4. Zoals de rechtbank terecht heeft overwogen is bij de beantwoording van de vraag of een beslissing van een bestuursorgaan over schadevergoeding wegens gesteld onrechtmatig overheidshandelen kan worden aangemerkt als besluit in de zin van de Awb volgens vaste rechtspraak van de Afdeling van belang of is voldaan aan de vereisten van de zogenoemde materiële en processuele connexiteit (zie onder meer de uitspraak van 6 mei 1997, ECLI:NL:RVS:1997:AA6762 en, recentelijk, de uitspraak van 16 maart 2016, ECLI:NL:RVS:2016:730). Aan het vereiste van materiële connexiteit is voldaan, indien de beweerdelijk geleden schade is veroorzaakt binnen het kader van de uitoefening door het bestuursorgaan dat de schadebeslissing neemt, van een door dat orgaan aan het publiekrecht ontleende bevoegdheid. Alleen in een dergelijk geval levert een schriftelijke beslissing omtrent schade die niet is gebaseerd op een in een wet of een beleidsregel voorziene specifieke schadevergoedingsregeling, in beginsel een zogenoemd zelfstandig of zuiver schadebesluit op. Aan het vereiste van processuele connexiteit is voldaan, indien ook tegen de schadeveroorzakende uitoefening van de publiekrechtelijke bevoegdheid zelf beroep open staat bij de bestuursrechter.

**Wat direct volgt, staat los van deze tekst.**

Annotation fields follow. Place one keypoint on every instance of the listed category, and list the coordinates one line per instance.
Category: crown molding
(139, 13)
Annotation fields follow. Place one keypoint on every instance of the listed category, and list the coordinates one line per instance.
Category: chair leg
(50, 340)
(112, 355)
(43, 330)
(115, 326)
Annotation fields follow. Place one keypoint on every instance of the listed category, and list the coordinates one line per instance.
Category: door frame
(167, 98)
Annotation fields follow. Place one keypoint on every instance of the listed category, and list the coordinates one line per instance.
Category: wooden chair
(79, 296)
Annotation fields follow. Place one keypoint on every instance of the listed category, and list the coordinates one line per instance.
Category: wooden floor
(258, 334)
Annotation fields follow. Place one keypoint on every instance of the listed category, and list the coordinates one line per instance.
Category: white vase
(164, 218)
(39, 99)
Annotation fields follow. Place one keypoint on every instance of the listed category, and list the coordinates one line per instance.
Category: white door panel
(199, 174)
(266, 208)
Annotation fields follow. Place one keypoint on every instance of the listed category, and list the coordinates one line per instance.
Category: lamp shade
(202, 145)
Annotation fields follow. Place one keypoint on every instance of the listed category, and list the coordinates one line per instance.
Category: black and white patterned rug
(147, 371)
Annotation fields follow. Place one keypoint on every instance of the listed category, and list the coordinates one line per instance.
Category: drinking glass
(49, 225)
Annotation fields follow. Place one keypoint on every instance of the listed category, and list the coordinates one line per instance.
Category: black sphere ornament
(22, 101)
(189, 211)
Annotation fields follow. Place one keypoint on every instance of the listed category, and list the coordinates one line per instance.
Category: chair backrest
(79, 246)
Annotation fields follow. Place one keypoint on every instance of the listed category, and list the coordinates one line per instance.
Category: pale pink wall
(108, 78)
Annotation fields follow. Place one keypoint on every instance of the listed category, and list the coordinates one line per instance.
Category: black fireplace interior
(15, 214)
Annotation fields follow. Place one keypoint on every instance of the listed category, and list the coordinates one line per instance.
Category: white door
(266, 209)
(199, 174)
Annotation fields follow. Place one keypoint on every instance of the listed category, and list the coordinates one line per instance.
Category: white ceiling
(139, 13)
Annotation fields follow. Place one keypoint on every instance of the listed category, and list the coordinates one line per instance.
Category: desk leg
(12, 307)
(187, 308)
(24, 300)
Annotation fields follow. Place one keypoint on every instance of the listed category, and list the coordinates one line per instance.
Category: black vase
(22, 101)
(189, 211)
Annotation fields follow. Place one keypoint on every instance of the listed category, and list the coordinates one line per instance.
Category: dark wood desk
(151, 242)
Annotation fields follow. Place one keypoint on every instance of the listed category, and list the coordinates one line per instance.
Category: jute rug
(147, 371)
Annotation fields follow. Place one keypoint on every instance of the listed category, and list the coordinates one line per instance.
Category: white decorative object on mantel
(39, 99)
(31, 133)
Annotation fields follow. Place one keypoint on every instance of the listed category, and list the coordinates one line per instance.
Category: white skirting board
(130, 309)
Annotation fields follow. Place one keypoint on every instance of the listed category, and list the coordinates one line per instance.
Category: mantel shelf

5. Het door [appellant] gestelde schadeveroorzakende besluit is de intrekking van het TX-keurmerk door STX. Deze intrekking is niet afkomstig van de minister. STX is een privaatrechtelijke instelling die is opgericht door Taxivervoer Nederland (KNV Taxi) met als doel de bevordering van de kwaliteit in de taxibranche. Op verzoek van een ondernemer kan zij deze laten certificeren en bij goed resultaat een TX-keur toekennen. STX is niet krachtens publiekrecht ingesteld en evenmin anderszins met enig openbaar gezag bekleed. Zij voldoet niet aan de vereisten zoals die door de grote kamer van de Afdeling zijn geformuleerd in de uitspraak van 17 september 2014, ECLI:NL:RVS:2014:3379. De inhoudelijke criteria voor de certificering en het toekennen van een TX-keur worden niet in beslissende mate bepaald door de minister of een ander bestuursorgaan en deze voorzieningen worden evenmin in overwegende mate, dat wil zeggen in beginsel voor twee derden of meer, gefinancierd door de minister of een ander bestuursorgaan. STX is dus geen bestuursorgaan in de zin van artikel 1:1, eerste lid, van de Awb. Dat STX uiteindelijk heeft gehandeld op basis van informatie van de ILT die door tussenkomst van de inspecterende instelling Kiwa Nederland BV tot haar is gekomen maakt haar nog geen bestuursorgaan en maakt evenmin dat de intrekkingsbeslissing is toe te rekenen aan de minister, die wel een bestuursorgaan is. Aldus is niet voldaan aan de materiële connexiteit. De rechtbank heeft daarom terecht overwogen dat de reactie van de minister op het verzoek om schadevergoeding geen besluit is en dat de minister het daartegen door [appellant] gemaakte bezwaar niet-ontvankelijk had moeten verklaren.
6. Hetgeen [appellant] heeft aangevoerd maakt dit - juridische - oordeel niet anders en kan niet leiden tot het door hem gewenste resultaat, te weten een schadevergoeding van de minister.
Conclusie
7. Het hoger beroep is ongegrond. De uitspraak van de rechtbank dient, voor zover aangevallen, te worden bevestigd. Dit betekent dat de beslissing van de rechtbank in stand blijft.
8. Voor een proceskostenveroordeling bestaat geen aanleiding.
Beslissing
De Afdeling bestuursrechtspraak van de Raad van State:
bevestigt de uitspraak van de rechtbank, voor zover aangevallen.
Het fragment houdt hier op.